77 people in China had contact with South Korean Mers patient

A police with mask stands guard outside Lady MacLehose Holiday Village in Sai Kung, where people who came into close contact with the South Korean MERS patient will spend two weeks in quarantine, in Hong Kong, China, on May 29, 2015. -- PHOTO: REUTER
A police with mask stands guard outside Lady MacLehose Holiday Village in Sai Kung, where people who came into close contact with the South Korean MERS patient will spend two weeks in quarantine, in Hong Kong, China, on May 29, 2015. -- PHOTO: REUTERS

BEIJING (AFP) - China is searching for 13 people who came into contact with the first person to enter the country with the Middle East Respiratory Syndrome (Mers) virus, health officials said, adding that 64 had already been quarantined.

Eleven people who travelled on a bus with a 44-year-old man from South Korea who entered China with the disease are among the 13 that are being sought, health officials in the southern province of Guangdong said.

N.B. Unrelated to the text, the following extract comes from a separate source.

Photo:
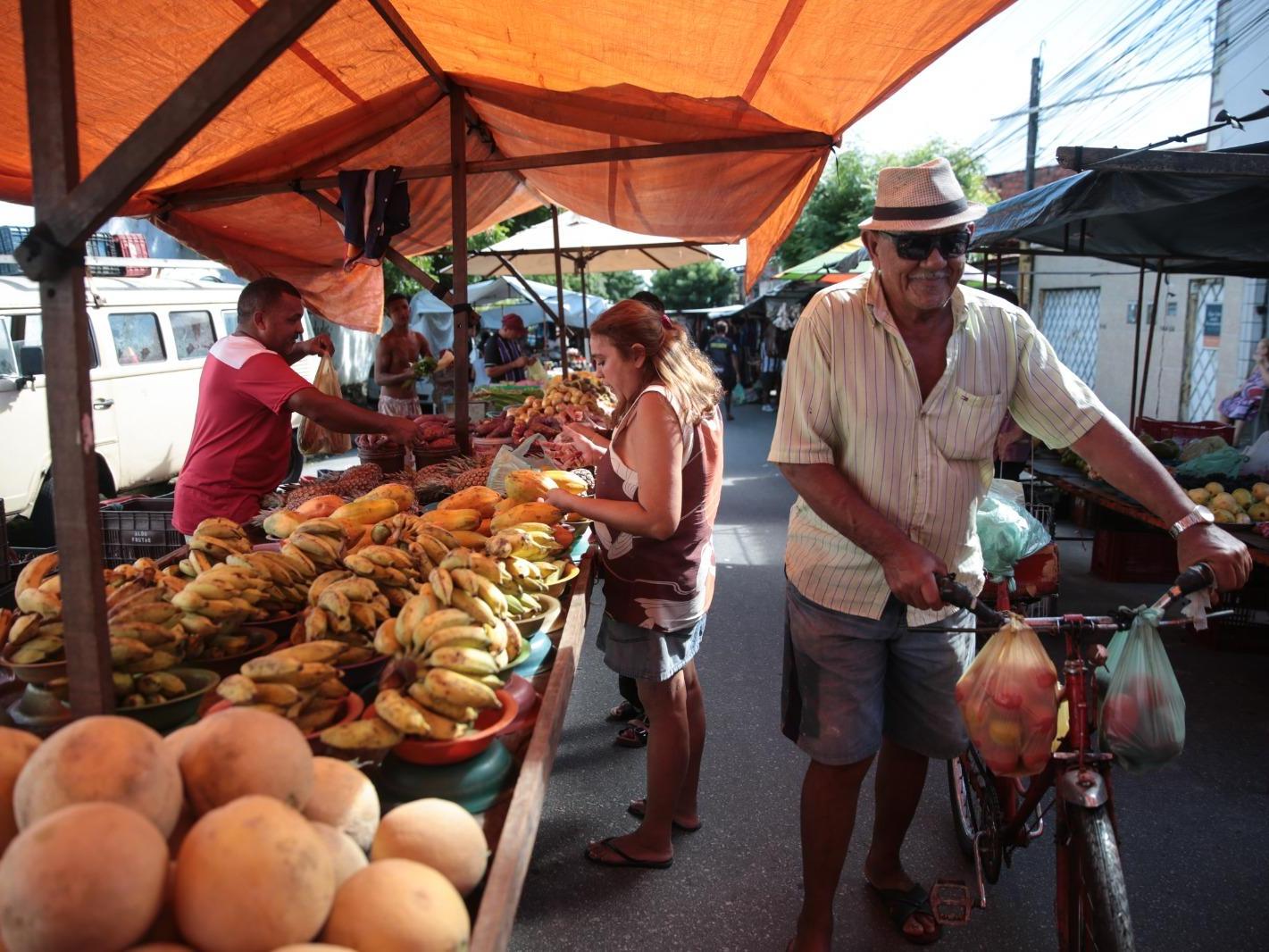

The man flew to Hong Kong from Seoul on Tuesday last week, before later travelling overland to Huizhou in Guangdong by bus, ignoring the advice of doctors to stay at home, the China Daily newspaper said on Monday.

He is currently under quarantine, where "his vital signs are stable, and his heart rate and blood pressure normal", it added.

None of those who have been quarantined are "appearing unwell", Guangdong's Health and Family Planning Commission said late Sunday in an online post.

"(We) still need to get 13 people, among them 11 bus passengers," the post on Sina Weibo, a Chinese version of Twitter, said. It added that no passenger records were available.

Mers can cause symptoms ranging from flu-like aches and pains to pneumonia and kidney failure.

It is considered a deadlier but less infectious cousin of Severe Acute Respiratory Syndrome (SARS), which killed hundreds of people when it appeared in Asia in 2003.

South Korean President Park Geun-Hye on Monday scolded health officials for their "insufficient" response to an outbreak of the virus in the east Asian country which has seen 18 people become infected.

It came after South Korean health officials were criticised for allowing the infected man to travel overseas despite warnings from doctors.

In Hong Kong, 18 people - who sat near him on the flight from Seoul - have been quarantined, the city's Centre for Health Protection has said.

"The possibility of widespread human-to-human infections is remote," China Daily added, paraphrasing Lin Jianfeng, a director in charge of infectious disease prevention at the Guangdong Center for Disease Control and Prevention.